Out-Law News 2 min. read

Online retailers seek age verification mechanism


Online retailers will create an age-verification tool to allow shoppers to prove their age, the UK's online retail trade body has said. The solution is likely to involve asking the payment industry for extra information.

The Interactive Media in Retail Group (IMRG) said that it intends to bring major retailers together to help find a solution to the problem of proving customers' ages online.

"Online shopping is an international marketplace in which traditional forms of age verification do not work," said an IMRG statement. "A new age verification solution is required that is inclusive, widely available, easy and quick to use, cost efficient, provides a high degree of surety without blocking legitimate customers, and is capable of operating across national borders."

It said that any solution to the problem is likely to involve the payment industry.

"Providers of consumer payment mechanisms, such as credit and debit cards, generally capture the information necessary to verify age, but they currently do not provide retailers with any means of qualifying their age-sensitive transactions against this information," said the IMRG statement. "An obvious and inclusive solution to the problem would be for the payments industry to provide a verification service that bridges the gap."

IMRG's director of business development Andrew McClelland said that the body had no clear idea yet what a useful age verification system might be.
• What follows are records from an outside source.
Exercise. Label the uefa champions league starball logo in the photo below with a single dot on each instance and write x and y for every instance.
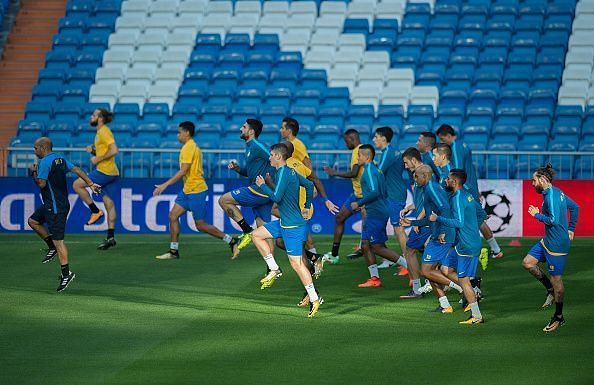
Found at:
(498, 208)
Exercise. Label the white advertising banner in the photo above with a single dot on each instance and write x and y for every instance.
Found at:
(503, 202)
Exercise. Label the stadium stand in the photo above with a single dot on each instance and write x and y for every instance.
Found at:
(508, 75)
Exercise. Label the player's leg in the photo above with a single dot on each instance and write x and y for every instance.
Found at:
(466, 269)
(111, 221)
(229, 202)
(178, 209)
(57, 226)
(556, 266)
(530, 263)
(36, 221)
(261, 237)
(80, 187)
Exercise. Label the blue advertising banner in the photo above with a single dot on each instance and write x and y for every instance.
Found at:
(140, 212)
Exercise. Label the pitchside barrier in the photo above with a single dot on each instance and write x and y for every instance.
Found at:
(505, 200)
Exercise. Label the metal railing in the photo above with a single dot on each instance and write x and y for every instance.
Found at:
(162, 163)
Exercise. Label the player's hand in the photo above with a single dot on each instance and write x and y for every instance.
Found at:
(332, 207)
(306, 214)
(95, 160)
(96, 188)
(441, 238)
(260, 180)
(533, 210)
(159, 188)
(329, 170)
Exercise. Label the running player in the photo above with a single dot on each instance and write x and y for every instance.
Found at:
(106, 174)
(462, 158)
(251, 196)
(441, 240)
(353, 142)
(468, 246)
(375, 202)
(418, 236)
(193, 195)
(292, 226)
(554, 247)
(392, 166)
(50, 176)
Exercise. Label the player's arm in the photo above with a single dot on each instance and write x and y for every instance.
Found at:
(348, 175)
(183, 170)
(373, 194)
(574, 210)
(554, 209)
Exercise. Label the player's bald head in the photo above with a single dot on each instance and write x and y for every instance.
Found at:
(424, 170)
(290, 147)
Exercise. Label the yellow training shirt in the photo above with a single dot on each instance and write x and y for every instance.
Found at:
(299, 150)
(194, 179)
(103, 139)
(302, 170)
(357, 179)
He said that it was not possible simply to use credit cards to prove that a customer was over 18.

"Payment networks were not designed as a method of age verification and some pre-payment cards are coded as credit cards so it is difficult to judge what type of card is being used," he said.

McClelland said that to block pre-paid cards would bar certain kinds of customers from online shopping, which would not be acceptable.

"If we were to stop prepaid cards being used there are two million non banked people in the UK and the Government has a digital inclusion strategy. If we block them then they will have no access to a method of payment for online shopping," he said.

The IMRG has set up a working party to look into the problem, and it will seek input from major retailers to establish finding an answer as a 'non-competitive' issue that the whole online retail industry can move together on. It will aim to find a way for customers to prove their age at all regulated levels, including 5, 12, 15, 16 and 18 years.

The online betting industry is able to prove gamblers' ages, but McClelland said that the methods used by those companies would be unlikely to be suitable for general retail. For one, he said, verification takes too long.

"Gambling sites use a range of ID and information organisations which check things like the drivers' licence database and the passport database but this can take longer than is appropriate in a retail setting," he said.

The working party will first seek to gather retailers together to begin to find a solution.

"The end aim is to assess what is possible and what is not possible and determine a way to enable people to buy products online in a system that doesn't discriminate against certain groups and encourages people to continue shopping online," said McClelland. "At this stage it is about getting the retailers together to talk and work out if there are solutions available on an industry wide basis."